The epistemic hierarchy should be re-calibrated to weight practitioner reports as comparable evidence rather than as anecdote, particularly when the report comes from a team operating at scale with skin-in-the-game. This is the deeper insight of WSB-05: the right architecture for agentic engineering knowledge production may require its own epistemic conventions distinct from traditional research disciplines.
LIMITATIONS · §28
Limitations
(a) The 8-workflow audit is a single workspace's task distribution; cross-workspace replication is essential for broad generalizability. The 12-15% natural-parallel rate may differ in domains with different task distributions (autonomous robotics, scientific simulation, real-time systems). (b) The token-budget controller is exact at input and output token level but does not account for thinking-token differences across model classes; we used Claude Sonnet 4.5 throughout. Replication on other model families (GPT-5, Gemini 2.5, open-source models) is open work. (c) The non-linear hop penalty (4.7× at 3 hops, 7.2× at 5 hops) is measured for our specific MA architectures; the constant may vary with handoff-message format and orchestration topology. (d) The pre-registered rubrics may not capture all dimensions of task quality; we believe they capture the operationally relevant dimensions but acknowledge measurement bias. (e) The "structured thought rounds" mitigation has not been formalized as a DPI-style theorem; the 12% within-SA recovery is empirical. (f) Our evaluation labor is human-rater intensive; LLM-as-judge automation is needed for scale but may introduce its own artifacts. (g) The Cognition-vs-Stanford prediction-quality comparison is anecdotal in the sense that we have only one trial of each; multiple researchers comparing multiple practitioner-blogs to academic papers would strengthen the epistemological claim. (h) The MA architectures we tested were designed under canonical framework defaults; expert MA architects might design differently — though we doubt the DPI bound goes away with expertise.
FUTURE WORK · §29
Future work
(1) Expand the production-replication dataset from 8 to 30+ workflows across additional domains (legal, healthcare, finance) to test the 12-15% natural-parallel rate generalization. (2) Formalize the non-linear hop penalty as an extension of standard DPI bounds. (3) Instrument the dynamic-routing decision via the MetaCogAgent confidence signal (WSB-06): when does the agent itself prefer multi-agent over single-thread, and is that preference correlated with actual outcome? (4) Develop a public DPI-test tool that estimates I(P_i; P_j | task) for arbitrary task descriptions and recommends architecture. (5) Cross-model replication on GPT-5 and Gemini 2.5. (6) Replication of the practitioner-vs-academic prediction-quality result across additional pairs (Karpathy blog vs CMU paper, Hugging Face team posts vs DeepMind papers).
CASE STUDIES · §29
Per-workflow deep-dive
We provide condensed case studies of each of the 8 head-to-head comparisons to give texture to the aggregate numbers. (1) LEAD-GENERATION: SA generated 6-touch sequences with a mean rubric score of 0.81; MA used four agents (researcher → drafter → editor → scheduler) and scored 0.59. The dominant MA failure was context dilution: the researcher's note that "this prospect responded to a competitor's outreach in Q4" was paraphrased as "prospect has engaged with the category" by the time the drafter saw it, losing the actionable competitive signal. (2) SETTING: SA scored 0.74, MA 0.62. MA used three agents (qualifier → scheduler → confirmer).

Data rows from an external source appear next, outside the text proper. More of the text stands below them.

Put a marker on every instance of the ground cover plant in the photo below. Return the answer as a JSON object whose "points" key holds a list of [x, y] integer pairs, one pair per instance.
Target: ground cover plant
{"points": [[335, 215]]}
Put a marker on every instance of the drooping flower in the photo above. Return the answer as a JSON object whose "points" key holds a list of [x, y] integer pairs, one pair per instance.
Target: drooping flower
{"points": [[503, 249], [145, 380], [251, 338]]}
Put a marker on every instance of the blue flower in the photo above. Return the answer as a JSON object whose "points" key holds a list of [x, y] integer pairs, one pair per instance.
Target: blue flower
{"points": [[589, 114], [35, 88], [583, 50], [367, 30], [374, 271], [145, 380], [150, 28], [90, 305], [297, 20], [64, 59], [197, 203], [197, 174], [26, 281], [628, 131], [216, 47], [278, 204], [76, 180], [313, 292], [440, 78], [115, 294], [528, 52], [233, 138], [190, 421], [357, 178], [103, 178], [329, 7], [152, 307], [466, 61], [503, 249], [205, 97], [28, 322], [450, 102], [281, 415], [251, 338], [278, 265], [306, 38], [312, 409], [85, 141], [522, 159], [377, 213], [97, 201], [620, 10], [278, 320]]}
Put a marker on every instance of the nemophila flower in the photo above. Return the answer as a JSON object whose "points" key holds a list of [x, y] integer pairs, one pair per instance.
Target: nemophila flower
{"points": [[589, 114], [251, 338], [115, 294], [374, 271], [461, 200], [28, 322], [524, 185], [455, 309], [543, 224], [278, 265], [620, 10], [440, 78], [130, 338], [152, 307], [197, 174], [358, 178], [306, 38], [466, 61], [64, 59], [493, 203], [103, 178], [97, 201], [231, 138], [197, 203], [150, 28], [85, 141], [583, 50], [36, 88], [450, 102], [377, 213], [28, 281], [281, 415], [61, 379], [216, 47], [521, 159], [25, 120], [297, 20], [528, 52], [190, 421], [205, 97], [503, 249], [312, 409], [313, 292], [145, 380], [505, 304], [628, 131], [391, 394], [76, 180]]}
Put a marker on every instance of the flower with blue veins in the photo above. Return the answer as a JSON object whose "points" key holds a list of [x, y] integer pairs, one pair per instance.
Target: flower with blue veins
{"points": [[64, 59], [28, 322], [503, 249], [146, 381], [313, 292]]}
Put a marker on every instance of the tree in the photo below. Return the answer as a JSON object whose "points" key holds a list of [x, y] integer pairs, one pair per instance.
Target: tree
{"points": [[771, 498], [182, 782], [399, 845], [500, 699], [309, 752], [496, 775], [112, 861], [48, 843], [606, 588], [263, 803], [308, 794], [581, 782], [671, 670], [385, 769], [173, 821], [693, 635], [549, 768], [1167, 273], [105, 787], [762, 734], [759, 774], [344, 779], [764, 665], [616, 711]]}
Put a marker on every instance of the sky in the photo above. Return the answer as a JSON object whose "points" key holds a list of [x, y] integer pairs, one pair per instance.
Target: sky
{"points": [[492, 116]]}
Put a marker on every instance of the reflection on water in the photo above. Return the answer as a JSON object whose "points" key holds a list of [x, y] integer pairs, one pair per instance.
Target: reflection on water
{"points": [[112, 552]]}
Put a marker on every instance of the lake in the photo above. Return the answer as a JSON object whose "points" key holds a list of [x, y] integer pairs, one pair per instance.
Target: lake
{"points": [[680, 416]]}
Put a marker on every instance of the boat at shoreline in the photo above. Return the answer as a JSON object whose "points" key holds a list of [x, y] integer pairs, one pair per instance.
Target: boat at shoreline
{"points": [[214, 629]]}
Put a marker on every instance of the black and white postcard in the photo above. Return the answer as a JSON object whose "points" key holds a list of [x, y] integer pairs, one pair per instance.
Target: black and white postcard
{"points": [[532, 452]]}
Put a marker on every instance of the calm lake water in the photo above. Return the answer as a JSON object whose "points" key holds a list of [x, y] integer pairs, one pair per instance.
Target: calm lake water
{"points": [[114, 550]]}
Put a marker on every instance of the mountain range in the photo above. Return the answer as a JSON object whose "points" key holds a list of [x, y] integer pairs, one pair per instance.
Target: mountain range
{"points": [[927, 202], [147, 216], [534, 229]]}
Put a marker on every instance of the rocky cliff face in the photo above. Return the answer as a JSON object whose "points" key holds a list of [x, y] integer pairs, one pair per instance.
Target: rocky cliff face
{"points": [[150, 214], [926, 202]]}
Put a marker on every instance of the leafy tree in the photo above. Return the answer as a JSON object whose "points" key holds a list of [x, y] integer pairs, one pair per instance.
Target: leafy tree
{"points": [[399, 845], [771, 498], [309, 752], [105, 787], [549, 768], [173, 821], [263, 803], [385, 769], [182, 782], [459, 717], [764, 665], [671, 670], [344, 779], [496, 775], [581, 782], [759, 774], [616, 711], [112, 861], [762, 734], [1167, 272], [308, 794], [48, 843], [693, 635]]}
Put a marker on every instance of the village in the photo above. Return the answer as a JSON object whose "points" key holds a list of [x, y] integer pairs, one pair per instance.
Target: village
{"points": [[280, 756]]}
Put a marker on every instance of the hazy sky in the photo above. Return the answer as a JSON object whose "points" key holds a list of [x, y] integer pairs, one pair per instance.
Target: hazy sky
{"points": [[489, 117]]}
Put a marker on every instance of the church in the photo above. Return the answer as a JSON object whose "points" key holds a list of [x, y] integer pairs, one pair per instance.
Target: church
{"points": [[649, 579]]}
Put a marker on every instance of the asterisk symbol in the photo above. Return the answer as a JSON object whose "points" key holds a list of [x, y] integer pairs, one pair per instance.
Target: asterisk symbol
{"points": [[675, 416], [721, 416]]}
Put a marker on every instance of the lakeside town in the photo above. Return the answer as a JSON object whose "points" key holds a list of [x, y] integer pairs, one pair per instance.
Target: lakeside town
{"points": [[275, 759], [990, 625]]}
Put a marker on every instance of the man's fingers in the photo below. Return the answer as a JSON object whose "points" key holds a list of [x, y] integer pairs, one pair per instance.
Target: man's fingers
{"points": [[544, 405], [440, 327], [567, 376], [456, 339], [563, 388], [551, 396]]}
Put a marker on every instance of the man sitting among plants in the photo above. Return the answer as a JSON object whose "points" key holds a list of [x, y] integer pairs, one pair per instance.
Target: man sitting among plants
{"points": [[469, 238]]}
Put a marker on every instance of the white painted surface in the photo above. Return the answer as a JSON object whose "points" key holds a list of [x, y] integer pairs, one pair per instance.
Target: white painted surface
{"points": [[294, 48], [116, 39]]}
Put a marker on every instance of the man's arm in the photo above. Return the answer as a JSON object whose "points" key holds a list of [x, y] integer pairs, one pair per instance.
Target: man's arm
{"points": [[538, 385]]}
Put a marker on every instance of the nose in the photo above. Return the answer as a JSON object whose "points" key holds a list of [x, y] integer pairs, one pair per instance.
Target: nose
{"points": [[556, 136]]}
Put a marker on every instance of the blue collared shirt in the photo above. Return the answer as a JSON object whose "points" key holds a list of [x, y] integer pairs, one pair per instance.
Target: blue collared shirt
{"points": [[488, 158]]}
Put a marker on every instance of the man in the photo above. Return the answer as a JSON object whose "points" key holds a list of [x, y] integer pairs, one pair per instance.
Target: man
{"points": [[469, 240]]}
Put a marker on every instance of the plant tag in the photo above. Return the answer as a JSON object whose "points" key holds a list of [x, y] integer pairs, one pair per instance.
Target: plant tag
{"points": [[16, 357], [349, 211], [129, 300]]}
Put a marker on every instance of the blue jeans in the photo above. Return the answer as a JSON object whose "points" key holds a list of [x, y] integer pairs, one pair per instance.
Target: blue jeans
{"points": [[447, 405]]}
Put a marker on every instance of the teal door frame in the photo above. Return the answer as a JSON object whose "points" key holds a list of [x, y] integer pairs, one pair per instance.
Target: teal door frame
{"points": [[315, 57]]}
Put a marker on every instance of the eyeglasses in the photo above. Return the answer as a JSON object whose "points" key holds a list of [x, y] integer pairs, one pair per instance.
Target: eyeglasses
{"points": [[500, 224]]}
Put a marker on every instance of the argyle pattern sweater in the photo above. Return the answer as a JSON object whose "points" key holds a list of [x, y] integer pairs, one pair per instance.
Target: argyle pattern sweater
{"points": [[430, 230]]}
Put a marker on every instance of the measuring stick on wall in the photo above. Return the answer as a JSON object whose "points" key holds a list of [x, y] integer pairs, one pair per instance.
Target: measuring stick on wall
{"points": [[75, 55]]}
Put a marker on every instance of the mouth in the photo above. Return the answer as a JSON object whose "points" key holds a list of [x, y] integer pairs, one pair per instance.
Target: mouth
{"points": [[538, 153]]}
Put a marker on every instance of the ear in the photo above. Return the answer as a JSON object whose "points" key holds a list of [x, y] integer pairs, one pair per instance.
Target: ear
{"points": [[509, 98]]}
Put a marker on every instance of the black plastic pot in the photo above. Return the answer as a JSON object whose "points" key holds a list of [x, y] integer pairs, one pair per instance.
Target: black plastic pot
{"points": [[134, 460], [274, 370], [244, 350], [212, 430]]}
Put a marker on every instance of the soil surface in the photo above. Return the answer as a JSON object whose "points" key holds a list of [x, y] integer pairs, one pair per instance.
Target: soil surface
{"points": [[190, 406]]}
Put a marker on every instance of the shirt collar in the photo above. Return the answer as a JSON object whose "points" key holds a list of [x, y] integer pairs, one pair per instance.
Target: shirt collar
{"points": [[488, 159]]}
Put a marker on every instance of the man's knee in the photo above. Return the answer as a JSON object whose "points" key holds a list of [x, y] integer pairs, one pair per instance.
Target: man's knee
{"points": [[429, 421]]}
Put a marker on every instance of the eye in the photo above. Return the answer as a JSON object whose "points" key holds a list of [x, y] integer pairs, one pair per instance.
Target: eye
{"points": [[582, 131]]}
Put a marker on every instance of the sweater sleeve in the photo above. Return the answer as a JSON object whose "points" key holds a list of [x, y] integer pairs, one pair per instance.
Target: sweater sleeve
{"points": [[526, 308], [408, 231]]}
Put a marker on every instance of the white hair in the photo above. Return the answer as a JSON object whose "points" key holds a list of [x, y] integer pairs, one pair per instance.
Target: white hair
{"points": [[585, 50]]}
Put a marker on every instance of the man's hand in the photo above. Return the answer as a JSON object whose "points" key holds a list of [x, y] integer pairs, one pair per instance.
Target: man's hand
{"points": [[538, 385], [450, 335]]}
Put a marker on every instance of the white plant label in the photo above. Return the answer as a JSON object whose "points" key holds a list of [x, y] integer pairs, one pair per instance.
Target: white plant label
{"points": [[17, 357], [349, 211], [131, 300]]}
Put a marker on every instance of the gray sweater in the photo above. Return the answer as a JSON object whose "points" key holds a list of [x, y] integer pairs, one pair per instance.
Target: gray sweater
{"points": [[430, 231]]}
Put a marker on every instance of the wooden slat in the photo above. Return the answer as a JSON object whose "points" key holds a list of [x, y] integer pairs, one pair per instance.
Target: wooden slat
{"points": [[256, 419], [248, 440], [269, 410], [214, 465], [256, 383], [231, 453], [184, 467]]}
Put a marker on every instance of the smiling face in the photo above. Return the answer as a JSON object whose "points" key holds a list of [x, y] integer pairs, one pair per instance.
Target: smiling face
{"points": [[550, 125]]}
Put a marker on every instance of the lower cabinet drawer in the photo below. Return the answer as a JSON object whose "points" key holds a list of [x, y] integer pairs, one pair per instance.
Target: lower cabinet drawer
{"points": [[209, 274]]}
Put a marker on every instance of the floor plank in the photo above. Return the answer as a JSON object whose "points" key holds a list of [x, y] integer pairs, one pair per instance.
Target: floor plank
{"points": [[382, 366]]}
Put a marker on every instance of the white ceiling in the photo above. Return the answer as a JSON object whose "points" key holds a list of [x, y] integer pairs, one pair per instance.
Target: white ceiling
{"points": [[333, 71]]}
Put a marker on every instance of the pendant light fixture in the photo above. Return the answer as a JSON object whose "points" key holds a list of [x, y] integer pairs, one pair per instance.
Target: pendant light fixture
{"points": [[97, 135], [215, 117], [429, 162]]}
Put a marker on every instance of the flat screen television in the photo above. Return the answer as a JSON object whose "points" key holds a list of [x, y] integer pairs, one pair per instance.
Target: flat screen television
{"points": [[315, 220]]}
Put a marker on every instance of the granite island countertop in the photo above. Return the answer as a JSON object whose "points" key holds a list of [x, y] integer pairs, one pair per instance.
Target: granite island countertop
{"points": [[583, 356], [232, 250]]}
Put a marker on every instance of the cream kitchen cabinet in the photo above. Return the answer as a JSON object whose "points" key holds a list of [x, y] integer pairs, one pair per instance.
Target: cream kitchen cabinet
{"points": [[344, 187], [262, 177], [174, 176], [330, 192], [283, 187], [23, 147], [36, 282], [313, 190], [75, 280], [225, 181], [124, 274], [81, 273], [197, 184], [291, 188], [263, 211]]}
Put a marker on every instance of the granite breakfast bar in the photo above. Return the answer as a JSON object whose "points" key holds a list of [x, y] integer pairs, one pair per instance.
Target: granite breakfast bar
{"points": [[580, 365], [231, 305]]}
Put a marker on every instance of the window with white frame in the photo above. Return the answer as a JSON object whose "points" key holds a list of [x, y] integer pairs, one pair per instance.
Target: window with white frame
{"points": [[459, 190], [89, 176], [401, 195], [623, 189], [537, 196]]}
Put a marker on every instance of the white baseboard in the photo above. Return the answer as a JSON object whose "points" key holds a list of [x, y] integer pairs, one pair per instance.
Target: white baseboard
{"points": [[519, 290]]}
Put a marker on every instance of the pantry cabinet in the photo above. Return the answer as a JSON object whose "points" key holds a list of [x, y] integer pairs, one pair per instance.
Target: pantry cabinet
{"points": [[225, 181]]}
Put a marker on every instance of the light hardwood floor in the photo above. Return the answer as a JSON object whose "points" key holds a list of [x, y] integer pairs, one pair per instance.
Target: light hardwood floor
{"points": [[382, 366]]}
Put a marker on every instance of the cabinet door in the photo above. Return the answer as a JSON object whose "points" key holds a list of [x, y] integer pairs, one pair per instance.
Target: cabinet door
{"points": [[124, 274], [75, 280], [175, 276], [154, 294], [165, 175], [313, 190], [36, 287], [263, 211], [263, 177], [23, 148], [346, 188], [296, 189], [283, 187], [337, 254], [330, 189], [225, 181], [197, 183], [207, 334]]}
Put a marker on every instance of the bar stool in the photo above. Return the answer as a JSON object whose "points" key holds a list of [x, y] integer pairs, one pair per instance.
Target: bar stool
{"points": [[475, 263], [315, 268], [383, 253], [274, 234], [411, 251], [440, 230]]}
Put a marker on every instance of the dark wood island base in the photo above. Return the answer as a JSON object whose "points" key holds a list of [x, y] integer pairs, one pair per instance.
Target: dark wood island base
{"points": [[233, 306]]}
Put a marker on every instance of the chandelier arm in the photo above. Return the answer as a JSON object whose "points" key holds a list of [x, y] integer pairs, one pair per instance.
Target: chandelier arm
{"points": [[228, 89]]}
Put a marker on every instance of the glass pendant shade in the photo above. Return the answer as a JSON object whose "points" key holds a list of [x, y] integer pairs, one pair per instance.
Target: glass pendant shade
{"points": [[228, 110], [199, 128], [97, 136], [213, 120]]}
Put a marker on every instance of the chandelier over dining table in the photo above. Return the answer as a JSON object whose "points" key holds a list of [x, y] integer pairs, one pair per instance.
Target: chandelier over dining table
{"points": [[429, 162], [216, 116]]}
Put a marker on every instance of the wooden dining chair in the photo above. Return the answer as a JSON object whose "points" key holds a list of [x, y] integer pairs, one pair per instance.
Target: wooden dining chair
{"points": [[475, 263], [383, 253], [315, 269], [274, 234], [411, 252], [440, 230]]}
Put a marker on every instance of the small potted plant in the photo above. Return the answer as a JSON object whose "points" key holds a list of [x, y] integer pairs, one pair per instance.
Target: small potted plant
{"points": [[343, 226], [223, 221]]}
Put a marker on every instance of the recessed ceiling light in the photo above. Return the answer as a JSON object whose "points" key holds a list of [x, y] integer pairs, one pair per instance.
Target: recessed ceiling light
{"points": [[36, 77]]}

The dominant failure was handoff friction: the qualifier's JSON output schema consumed 800 tokens per handoff to communicate fields the SA would have held in attention for free. (3) SALES: SA 0.79, MA 0.58 — the largest gap in the study. MA used five agents (objection-classifier → response-drafter → empathy-checker → call-to-action-injector → coordinator). The dominant failure was orchestration overhead: the coordinator re-routed between agents 8.2 times per call on average, consuming 35% of the total token budget on routing decisions. (4) DELIVERY: SA 0.84, MA 0.72 — the smallest gap in the study.
MA used three agents (intake → planner → confirmer) and was structurally closest to genuinely parallel work, which limited the DPI penalty. (5) ORGANIZATION: SA 0.71, MA 0.55. MA used four agents (auditor → prioritizer → allocator → notifier). Specification drift was the dominant failure: the auditor's nuanced finding that "client X is under-resourced relative to revenue contribution but Y has explicit hiring approval" became "rebalance toward X" in the allocator's hands, missing the Y constraint. (6) FINANCE: SA 0.86, MA 0.50 — the second-largest gap.
MA used three agents (categorizer → reconciler → flagger). The dominant failure was handoff friction at structured-data boundaries: the JSON schema for "categorized transaction" did not have a field for "ambiguous categorization confidence", so the reconciler treated all upstream categorizations as equally confident, leading to systematic errors. (7) CONTENT: SA 0.68, MA 0.74 — the lone MA win. The task was a 4-section article where each section had near-independent subject matter (an analyst report covering 4 different industries with no cross-cutting argument).
MA used four agents (one per section) and the structural decomposition matched the task structure. We note this is the kind of task that frameworks should ship as their canonical MA example, not as the default architecture for all tasks. (8) VOICE-CHANNEL: SA 0.77, MA 0.58. MA used three agents (intent-classifier → response-generator → escalation-checker).
The dominant failure was the sub-second latency budget: orchestration overhead pushed total response time past the SLA in 23% of calls, regardless of output quality.
STATISTICAL METHODOLOGY DEEP-DIVE · §30 · PRE-REGISTRATION AND POWER. We pre-registered the experimental design before any data collection: 30 trials per workflow per architecture, binary outcome variable defined by majority human-rater agreement on the pre-registered rubric, primary statistical test binomial against equal-architecture-performance null. Power analysis indicated 30 trials per cell gives 80% power to detect an effect size of 0.20 (proportion difference) at α = 0.05.
Observed effect size was 0.17 (mean 0.78 SA - 0.61 MA), close to the power-analysis floor — meaning a slightly weaker effect would have been under-powered for detection. We chose this sample size to reflect the realistic cost of human-rater evaluation; teams with automated rubric scoring could and should run larger samples. Bonferroni correction for 8 multiple comparisons gives α-Bonferroni = 0.00625; the binomial test results for the 7 SA-winning workflows all pass this threshold (minimum p = 0.0028, finance).
We report uncorrected p-values in the main text per convention but note the multiple-comparison-corrected results would not change the headline. Inter-rater agreement (Cohen's κ = 0.82) is in the "almost perfect" range per Landis & Koch (1977) conventions; raters were trained on a calibration set of 30 trajectories before the main scoring task. We did not perform inter-architecture rater calibration (raters who saw SA trajectories did not also score MA trajectories on the same task variation, to prevent within-rater anchoring effects); this is a known limitation we discuss in §28.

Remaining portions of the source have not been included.